Próxima paragem: Mesquita Central de Lisboa e, novamente, um marco diferente desta tomada de posse. Marcelo reuniu 18 confissões religiosas, numa cerimónia breve, mas concorrida.

De repente, à saída, a voz de  um homem repetindo  "Não se esqueça, senhor Presidente, não se esqueça". 

É Carlos Coelho, 77 anos, viúvo, não sabe ler nem escrever. Apresentou-se assim, a chorar, depois da súplica que fez ao PR. A reforma miserável, o complemento solidário para idosos que perdeu com a austeridade, o ter de ajudar a filha e os netos denunciaram um homem assumidamente desesperado. 

Não hoje, certamente, dia de agenda preenchida até de noite, com sete mini concertos, nos Paços do Concelho, onde Marcelo compareceu com a sua boina habitual. O hino outra vez, agora pela voz de Mariza. A imprevista queda de Anselmo Ralph nas escadas a subir para o balco, de frente para o Presidente.
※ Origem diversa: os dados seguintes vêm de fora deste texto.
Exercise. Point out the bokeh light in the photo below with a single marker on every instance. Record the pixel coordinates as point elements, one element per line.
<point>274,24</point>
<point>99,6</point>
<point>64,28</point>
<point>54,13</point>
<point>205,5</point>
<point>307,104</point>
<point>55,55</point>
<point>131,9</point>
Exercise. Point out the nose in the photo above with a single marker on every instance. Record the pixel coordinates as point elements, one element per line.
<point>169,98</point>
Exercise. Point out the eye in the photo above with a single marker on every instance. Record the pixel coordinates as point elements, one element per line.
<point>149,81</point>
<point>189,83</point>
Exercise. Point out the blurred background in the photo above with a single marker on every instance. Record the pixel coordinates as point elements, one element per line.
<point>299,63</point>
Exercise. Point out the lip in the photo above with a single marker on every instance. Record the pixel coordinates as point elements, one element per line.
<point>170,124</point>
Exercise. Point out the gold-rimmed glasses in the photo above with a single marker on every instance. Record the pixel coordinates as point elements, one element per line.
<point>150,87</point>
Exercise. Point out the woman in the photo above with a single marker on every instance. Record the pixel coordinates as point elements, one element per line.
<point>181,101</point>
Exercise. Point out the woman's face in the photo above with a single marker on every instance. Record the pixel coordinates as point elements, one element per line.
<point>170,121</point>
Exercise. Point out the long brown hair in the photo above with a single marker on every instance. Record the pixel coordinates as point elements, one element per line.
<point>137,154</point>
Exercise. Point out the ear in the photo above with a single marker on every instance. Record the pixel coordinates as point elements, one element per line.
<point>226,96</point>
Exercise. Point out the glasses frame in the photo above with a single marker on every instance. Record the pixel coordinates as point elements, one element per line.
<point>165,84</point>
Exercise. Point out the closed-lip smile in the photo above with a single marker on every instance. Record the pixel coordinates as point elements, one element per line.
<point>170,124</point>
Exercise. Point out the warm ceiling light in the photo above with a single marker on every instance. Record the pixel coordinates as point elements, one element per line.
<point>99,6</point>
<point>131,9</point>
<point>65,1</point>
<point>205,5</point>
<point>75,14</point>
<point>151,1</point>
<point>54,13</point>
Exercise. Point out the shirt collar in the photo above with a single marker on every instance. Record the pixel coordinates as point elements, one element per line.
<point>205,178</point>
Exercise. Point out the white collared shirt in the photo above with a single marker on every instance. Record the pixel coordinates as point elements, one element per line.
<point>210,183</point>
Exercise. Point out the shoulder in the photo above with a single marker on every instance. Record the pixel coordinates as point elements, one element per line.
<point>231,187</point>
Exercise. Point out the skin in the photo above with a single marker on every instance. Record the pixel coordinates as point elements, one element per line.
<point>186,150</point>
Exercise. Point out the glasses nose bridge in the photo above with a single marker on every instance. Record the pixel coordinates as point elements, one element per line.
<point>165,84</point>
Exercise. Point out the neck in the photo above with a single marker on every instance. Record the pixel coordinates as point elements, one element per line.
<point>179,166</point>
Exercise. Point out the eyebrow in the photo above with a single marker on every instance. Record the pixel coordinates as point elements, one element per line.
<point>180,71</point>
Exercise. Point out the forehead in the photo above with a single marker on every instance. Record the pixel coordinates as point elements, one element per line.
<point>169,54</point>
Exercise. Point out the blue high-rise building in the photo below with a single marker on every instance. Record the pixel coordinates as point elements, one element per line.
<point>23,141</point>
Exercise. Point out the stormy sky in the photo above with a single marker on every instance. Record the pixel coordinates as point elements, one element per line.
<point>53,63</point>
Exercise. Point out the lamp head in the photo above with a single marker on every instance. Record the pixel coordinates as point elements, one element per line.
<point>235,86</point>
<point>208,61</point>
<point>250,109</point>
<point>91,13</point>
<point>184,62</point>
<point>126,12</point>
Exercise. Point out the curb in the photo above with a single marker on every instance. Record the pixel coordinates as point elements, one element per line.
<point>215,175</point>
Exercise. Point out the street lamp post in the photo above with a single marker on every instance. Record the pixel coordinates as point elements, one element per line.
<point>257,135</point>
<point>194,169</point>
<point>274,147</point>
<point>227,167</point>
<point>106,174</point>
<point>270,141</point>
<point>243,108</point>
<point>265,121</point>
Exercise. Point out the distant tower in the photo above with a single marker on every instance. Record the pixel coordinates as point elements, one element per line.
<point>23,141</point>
Passou e   o PR fartou-se de cantarolar. 

Antes, no Palácio da Ajuda, tudo controlado no formalismo que a cerimónia vedada aos jornalistas impõe. Um entra e sai. E muito frio. Cavaco Silva despede-se com as insígnias ao peito. Fecha um capítulo.

Marcelo, por essa altura, tinha desaparecido das objetivas das câmaras, durante mais de meia hora. Imprevisível, já os jornalistas se questionavam onde andaria, se já teria ido embora. Desta vez, acabou no entanto por sair pela porta prevista. E com a certeza de que este primeiro dia do resto da sua nova vida correu "exatamente como queria". 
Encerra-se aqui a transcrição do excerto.